Der Dokumentarfilm von Barbara Miller ist gut gemacht und zeigt, dass auch heute noch viel Aufklärungsarbeit geleistet werden muss, viele Missstände angesprochen werden müssen. Die fünf Protagonistinnen stehen mit ihren sehr interessanten Geschichten sinnbildlich für viele mehr und verkörpern in ihrer Zusammensetzung natürlich auch die Globalität der Probleme.
Es ist bewundernswert, wie die Frauen ihren Weg aus einem fremdgesteuerten Leben oder der entstandenen Scham eines erlittenen Missbrauchs gefunden haben und sich nun nicht verstecken, um ihre Ruhe zu haben, sondern aufstehen und mit unglaublich positiver Energie für Selbstbestimmung kämpfen, auch wenn sie hierfür teilweise angefeindet werden – die Faust auf dem Plakat symbolisiert es bestens.

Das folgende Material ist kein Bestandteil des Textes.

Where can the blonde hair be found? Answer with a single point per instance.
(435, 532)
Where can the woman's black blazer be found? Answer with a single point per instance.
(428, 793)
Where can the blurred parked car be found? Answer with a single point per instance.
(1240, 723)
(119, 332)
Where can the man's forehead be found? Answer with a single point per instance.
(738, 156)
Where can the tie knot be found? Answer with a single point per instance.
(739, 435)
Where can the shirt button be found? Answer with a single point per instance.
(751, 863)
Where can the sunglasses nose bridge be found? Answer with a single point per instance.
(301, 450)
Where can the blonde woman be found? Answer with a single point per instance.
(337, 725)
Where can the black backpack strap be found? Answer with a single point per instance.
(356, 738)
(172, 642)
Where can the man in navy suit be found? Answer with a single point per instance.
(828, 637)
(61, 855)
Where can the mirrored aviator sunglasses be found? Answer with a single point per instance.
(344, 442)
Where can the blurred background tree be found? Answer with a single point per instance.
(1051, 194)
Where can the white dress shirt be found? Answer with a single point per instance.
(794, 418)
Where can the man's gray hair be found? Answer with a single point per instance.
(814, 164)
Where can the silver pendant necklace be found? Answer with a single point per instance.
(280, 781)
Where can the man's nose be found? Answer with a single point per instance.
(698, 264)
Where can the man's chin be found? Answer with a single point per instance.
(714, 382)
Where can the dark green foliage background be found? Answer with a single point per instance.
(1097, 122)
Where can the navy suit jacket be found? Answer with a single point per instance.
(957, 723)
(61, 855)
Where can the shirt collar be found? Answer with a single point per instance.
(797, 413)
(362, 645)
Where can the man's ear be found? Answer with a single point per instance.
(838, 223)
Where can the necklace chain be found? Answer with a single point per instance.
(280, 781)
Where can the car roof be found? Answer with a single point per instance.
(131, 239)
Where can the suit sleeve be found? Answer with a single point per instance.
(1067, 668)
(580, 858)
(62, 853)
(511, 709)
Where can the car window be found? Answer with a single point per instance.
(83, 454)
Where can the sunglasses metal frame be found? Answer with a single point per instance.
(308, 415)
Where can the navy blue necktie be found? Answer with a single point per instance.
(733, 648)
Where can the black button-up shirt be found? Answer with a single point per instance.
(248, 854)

Bewegend sind natürlich vor allem die Interviewszenen, in denen die fünf Frauen aus der Vergangenheit erzählen, ihre eigene Geschichte darstellen und die Werte erläutern, für die sie aufstehen. Und es erzeugt natürlich Kopfschütteln beim Zuschauer, wenn man sieht, wie in Japan ein Fest zu Ehren des Penis öffentlich gefeiert wird und selbst Kinder freudig an Phallus-Lutschern lecken, während Rokudenashiko für kunstvolle 3D-Umsetzungen ihrer Vagina, teilweise sogar verspielt in großer Form als Kanu funktional realisiert, mit der Justiz kämpft. Hierbei ist ihre Geschichte in Bezug auf erlittenen Schmerz ja bei weitem nicht mit den anderen zu vergleichen. Die Geschichten sind es wert, einer Masse erzählt zu werden, somit ist “#Female Pleasure” ein wichtiger Film.